By the late 1980s, however, Martino entered the end of the telephone business known as “audio text”—supplying customers with pay-to-listen “900 numbers” to call for sports, weather, and spicy chats, as well as deceptive “800 numbers” that appeared to be free for those who missed the subtle warning signals. The sex calls were routed by way of carriers to a station in Kansas, then to the Dominican Republic where companies tied to Martino employed scores of women to talk dirty in several languages. In another demonstration of business acumen, the X-rated call center was located in a tax-exempt free trade zone.

Business boomed. Records obtained by the Daily News for a series of stories about Martino’s operation in September 1995 showed that just five of his phone numbers drew half a million calls per month. Payroll records showed Martino was pulling in about $3 million a year in declared salary. At the same time, federal and state regulators were swamped with complaints about the bills, many from angry parents who said their kids had run up thousands of dollars and others from adult consumers who said they had been deceived. Civil actions filed by officials in Massachusetts, New York, and California against firms in partnership with Martino were settled by the payment of millions of dollars in fines.

Lawyers for Martino and LoCascio don’t deny those problems, or their clients’ success.
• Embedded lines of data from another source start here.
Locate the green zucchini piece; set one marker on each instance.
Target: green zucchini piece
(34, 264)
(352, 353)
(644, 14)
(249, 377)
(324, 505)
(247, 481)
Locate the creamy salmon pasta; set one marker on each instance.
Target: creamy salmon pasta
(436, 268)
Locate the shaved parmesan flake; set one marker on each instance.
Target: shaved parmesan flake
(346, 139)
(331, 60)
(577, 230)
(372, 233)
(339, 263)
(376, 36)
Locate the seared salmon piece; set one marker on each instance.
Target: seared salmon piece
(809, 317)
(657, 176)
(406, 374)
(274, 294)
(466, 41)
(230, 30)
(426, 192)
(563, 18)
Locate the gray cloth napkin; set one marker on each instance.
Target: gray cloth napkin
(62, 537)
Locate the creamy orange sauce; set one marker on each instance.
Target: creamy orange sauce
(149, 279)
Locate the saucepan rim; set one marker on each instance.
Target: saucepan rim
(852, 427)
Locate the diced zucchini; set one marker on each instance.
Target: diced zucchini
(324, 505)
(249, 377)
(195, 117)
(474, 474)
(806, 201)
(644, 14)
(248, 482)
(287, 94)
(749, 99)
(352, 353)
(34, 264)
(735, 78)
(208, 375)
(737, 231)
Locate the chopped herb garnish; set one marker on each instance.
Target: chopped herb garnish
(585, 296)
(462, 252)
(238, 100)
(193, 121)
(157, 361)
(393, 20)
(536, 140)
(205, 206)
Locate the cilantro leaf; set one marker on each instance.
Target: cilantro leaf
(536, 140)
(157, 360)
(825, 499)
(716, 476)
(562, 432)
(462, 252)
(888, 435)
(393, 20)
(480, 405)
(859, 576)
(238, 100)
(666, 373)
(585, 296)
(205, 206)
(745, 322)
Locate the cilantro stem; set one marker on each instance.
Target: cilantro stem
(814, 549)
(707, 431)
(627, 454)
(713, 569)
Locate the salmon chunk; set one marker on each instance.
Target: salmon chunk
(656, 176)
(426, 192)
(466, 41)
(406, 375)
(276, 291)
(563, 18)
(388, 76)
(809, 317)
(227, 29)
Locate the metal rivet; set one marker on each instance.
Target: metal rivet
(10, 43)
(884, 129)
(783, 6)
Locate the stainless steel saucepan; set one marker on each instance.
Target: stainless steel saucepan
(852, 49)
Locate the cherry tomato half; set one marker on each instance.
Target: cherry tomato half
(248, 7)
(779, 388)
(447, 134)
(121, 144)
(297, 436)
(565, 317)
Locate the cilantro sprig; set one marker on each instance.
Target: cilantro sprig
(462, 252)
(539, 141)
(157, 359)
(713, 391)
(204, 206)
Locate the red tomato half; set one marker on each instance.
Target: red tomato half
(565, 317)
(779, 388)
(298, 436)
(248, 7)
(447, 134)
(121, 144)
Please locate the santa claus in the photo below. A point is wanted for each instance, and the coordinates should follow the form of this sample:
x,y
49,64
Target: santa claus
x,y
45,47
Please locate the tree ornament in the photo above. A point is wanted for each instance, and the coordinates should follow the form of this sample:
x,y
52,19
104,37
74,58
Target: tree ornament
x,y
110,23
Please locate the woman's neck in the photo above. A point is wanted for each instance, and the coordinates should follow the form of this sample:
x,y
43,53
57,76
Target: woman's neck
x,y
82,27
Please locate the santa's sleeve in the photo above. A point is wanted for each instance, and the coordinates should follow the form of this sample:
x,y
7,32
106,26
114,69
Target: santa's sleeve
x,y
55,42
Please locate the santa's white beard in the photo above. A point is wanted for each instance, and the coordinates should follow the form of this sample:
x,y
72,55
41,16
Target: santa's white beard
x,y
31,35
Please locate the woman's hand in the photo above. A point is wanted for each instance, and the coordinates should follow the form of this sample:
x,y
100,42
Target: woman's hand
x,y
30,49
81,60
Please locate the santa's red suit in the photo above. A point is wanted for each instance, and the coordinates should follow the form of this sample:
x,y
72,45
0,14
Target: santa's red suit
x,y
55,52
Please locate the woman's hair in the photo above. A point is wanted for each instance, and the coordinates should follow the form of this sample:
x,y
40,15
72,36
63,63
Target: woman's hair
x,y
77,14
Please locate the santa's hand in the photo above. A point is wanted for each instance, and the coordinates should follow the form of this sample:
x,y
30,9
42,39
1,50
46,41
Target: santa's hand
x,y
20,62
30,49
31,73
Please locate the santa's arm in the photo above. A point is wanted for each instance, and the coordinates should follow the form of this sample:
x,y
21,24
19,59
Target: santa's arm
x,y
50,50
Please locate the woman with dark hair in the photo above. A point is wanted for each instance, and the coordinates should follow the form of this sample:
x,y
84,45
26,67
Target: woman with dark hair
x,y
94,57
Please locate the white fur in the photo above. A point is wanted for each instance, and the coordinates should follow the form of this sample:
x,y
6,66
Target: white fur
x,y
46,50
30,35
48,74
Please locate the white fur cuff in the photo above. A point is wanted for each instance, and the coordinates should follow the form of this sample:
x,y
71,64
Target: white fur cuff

But they say their financial dealings were all open and aboveboard and that there is no evidence of any rough stuff by Gambino gangsters or anyone else in the charges. As for the extra costs allegedly larded onto telephone and credit card bills, any “reasonably prudent consumer” should have figured out how to avoid them, defense attorneys insist.

“The only cramming going on in this case is that the government has taken two civil investigations in disparate industries and they are cramming this case into the structure of an organized crime indictment,” said Maurice Sercarz, an attorney representing LoCascio.

LoCascio’s lawyers have also filed motions to dismiss the charges, claiming that the feds knew all about their client’s business affairs when they accepted his guilty plea in 1999 and agreed not to prosecute him for related crimes.

The feds have countered by offering evidence of organized crime ties. They have provided the defense with copies of FBI video surveillance of Gotti’s old Ravenite club on Mulberry Street conducted from 1987 to 1991—while the computer and phone businesses were growing. LoCascio, they allege, appears on more than 90 of them.

Employees of Martino’s who were put before the grand jury, court records show, whispered and joked about their boss’s rumored mob connections. But sometimes it wasn’t so funny. “I do not recall hearing a person that angry,” said one employee describing Martino dressing down a co-worker. “There was a very hard and cold quality to his voice. . . . Something . . . very creepy.”